Melanie Smith

Aoife Rosenmeyer

May 2, 2012
Galerie Peter Kilchmann, Zürich
April 26–May 25, 2012

Orpheus’s descent into the Underworld and fruitless return finds its best contemporary analogy in the fate that befell the Chilean miners trapped underground for two months before their rescue in October 2010, when they were hauled to the surface one by one to a waiting barrage of media. In both stories the depths denote death and darkness; the obstacles are psychological as well as physical, and the return to the surface is fraught with danger. It is thus timely that Melanie Smith’s latest major film (following her major outdoor productions Aztec Stadium and Xilitla of 2010) tracks a dramatic and claustrophobic vertical axis. Elevador (2012), an eight-minute film shot in the building where Smith lives in Mexico City, is at the core of Smith’s presentation at Galerie Peter Kilchmann, surrounded by a selection of recent paintings and enigmatic sculptural arrangements.

The events in Elevador emerge from darkness, as a great clanking and whirring lift mechanism bears its box upwards. The predictable movement of this anything-but-reliable, rickety elevator and the quiet mundane details rapidly develop into a magic realist drama mingling domestic with fantastical elements. Each time the door opens a tableau of escalating oddity appears: a man hurriedly stuffs his shirt in his trousers, a rock inexplicably occupies the passageway, and then a snuffling piglet investigates the gap. By the close of the film, that same rock has pinned another man to the ground, and the cast of many are reduced to inert, sleeping bodies immune to the stuttering progress of the elevator moving past. Daylight becomes darkness, several mouths are viewed in sensual proximity, and guitar music in the background crescendos from a delicate acoustic picking to a dominating full-on amplification.

Unlike other recent films made by Smith and Rafael Ortega, her regular collaborator in this media, Elevador clearly implicates someone or something behind the camera, a presence that provokes a reversal of Orpheus’s eager but fatal glance back at Eurydice, as figures recoil in horror or try to prevent a presence from entering the hallway.
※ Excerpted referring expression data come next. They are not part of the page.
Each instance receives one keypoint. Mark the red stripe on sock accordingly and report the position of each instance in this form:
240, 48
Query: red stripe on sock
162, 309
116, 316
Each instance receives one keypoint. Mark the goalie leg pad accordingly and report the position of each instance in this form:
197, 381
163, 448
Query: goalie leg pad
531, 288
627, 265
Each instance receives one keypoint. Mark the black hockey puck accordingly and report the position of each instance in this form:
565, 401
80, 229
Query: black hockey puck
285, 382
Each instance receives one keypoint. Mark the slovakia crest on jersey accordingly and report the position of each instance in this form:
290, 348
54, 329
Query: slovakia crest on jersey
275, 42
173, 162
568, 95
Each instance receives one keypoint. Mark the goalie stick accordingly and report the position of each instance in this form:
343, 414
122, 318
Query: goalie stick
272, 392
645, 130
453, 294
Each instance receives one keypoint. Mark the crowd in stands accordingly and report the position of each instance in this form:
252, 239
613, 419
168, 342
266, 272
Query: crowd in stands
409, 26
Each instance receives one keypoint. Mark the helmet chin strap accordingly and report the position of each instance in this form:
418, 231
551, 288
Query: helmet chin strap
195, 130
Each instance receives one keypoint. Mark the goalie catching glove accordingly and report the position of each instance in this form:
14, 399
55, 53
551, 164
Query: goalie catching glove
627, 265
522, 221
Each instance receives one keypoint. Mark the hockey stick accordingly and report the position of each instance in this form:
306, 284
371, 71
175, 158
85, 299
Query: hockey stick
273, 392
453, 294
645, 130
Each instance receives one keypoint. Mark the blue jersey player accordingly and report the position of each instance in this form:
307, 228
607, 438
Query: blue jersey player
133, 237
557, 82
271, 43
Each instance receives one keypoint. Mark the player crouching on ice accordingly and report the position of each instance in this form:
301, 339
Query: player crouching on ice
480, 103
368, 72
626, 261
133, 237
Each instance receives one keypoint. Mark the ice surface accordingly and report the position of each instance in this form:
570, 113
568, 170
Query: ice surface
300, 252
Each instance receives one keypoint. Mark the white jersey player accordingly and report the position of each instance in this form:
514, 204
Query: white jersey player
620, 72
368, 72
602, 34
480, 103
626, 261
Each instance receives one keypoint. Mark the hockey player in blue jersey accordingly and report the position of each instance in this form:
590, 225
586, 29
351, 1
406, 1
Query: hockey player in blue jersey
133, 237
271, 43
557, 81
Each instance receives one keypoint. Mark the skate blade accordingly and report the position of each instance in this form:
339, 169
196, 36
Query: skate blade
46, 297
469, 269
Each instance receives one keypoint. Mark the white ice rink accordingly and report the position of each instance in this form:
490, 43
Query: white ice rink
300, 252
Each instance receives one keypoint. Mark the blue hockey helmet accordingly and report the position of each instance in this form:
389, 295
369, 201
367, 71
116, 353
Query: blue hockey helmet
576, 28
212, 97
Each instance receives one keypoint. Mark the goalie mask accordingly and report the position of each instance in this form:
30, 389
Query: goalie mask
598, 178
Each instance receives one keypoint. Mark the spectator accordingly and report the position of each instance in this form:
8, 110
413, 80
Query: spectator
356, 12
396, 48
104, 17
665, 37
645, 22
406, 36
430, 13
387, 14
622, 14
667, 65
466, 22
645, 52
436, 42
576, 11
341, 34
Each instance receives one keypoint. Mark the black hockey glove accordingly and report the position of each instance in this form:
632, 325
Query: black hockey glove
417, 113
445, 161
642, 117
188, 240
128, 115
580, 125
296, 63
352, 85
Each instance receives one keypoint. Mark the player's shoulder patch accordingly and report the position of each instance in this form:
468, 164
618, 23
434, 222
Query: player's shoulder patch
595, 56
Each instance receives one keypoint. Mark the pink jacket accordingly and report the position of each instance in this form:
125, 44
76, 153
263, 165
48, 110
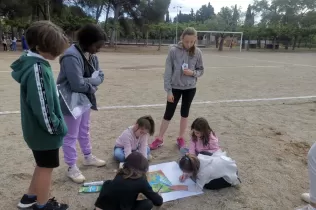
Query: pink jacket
128, 141
197, 147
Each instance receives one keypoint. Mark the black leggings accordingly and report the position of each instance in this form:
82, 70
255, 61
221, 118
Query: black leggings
143, 205
187, 98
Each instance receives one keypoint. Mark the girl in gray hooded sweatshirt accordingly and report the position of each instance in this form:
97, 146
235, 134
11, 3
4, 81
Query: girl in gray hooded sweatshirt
184, 65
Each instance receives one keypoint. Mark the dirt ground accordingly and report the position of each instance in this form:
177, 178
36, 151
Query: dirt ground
268, 139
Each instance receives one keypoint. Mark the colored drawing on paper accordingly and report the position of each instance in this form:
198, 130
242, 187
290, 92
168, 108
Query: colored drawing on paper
158, 180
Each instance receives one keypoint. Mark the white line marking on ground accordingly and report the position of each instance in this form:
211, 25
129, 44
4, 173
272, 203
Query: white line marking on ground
162, 68
268, 61
196, 103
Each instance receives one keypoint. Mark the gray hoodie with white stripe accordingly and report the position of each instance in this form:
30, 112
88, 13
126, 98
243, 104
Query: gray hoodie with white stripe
174, 77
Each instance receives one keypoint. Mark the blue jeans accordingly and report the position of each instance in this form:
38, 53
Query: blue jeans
119, 154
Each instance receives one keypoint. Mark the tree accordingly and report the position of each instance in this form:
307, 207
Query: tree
205, 13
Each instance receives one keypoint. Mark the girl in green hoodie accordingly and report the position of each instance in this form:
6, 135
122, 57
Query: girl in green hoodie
42, 120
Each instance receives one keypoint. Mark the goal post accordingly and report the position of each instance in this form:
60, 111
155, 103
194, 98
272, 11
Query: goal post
213, 33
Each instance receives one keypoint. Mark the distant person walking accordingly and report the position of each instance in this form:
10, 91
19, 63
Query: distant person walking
184, 65
311, 196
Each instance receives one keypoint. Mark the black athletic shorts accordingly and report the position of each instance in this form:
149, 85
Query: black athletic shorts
47, 158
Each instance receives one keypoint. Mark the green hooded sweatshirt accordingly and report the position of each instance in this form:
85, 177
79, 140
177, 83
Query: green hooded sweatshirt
43, 124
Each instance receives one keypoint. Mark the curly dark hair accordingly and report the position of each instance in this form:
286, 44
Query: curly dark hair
201, 125
190, 164
90, 34
135, 166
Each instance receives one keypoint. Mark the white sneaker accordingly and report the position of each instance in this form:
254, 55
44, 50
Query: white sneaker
306, 197
75, 175
93, 161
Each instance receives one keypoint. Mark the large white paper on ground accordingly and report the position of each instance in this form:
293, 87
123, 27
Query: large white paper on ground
173, 172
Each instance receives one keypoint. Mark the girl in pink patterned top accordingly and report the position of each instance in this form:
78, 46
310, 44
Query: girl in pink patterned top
135, 138
203, 139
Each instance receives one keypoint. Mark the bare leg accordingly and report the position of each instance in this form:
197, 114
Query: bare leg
32, 189
183, 126
42, 183
163, 128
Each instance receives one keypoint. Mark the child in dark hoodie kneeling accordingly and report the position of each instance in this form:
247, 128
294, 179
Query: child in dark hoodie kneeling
122, 192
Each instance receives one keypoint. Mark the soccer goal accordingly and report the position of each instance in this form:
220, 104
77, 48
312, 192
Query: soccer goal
213, 38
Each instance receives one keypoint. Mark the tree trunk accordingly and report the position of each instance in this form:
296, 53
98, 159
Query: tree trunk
98, 12
107, 17
117, 8
221, 43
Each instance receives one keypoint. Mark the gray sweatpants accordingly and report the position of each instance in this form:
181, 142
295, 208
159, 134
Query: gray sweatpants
312, 172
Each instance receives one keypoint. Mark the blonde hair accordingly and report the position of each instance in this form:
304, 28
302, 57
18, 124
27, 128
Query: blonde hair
46, 37
190, 31
190, 164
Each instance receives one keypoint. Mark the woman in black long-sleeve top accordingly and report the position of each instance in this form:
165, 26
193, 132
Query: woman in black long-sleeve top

The artist has described her elevator as a metaphor for modernity, writ lowercase and capital, in Mexico, as a form of hope or a state of mind that never fully takes effect nor makes sense in the megalopolis. Modernity lurks in the shaft, passing by unnoticed, observing or being rejected.

Outside the black box of the projection, impressions are more occluded. Smith’s paintings, built up of layers of oil and acrylic, reveal themselves only gradually. Enchantment (2012), for example, has a lush, leafy subject that unfolds slowly, so slowly that it nearly hampers our apprehension of it. Her sculptural objects assert their presence but could as easily be other-worldly as everyday: three podiums host the collections of 3 objects, 11 objects, and 8 objects (all 2012). These include a pink silicon cube that emanates a fleshy being, despite its sharp edges, or another boulder of painted polystyrene, mute but for an indent like a stigmata on one side.

Most recent reports on the Chilean miners tell of an unfortunate group struggling to cope with the fame for which they were ill prepared. It is said that having been medicated with anti-depressants during their underground imprisonment, many of them remain over-dependent on pharmaceuticals today. While Melanie Smith’s work is, as ever, thoroughly informed by art historical precedents and her position as a European in a country whose nature is indivisible from its past colonization, this exhibition is most of all about the present and about invisible legacies. The miners lived in fear of darkness, starvation, and entombment, but they could not have known that the idea of the experience would torture them years later. Smith’s work, too, is populated by carriers of immanent and imminent potential: how this potential could be realized is the bewitching mystery.

Category
Film, Painting, Sculpture
Subject
Mexico, Modernity

Aoife Rosenmeyer is a Zürich-based critic.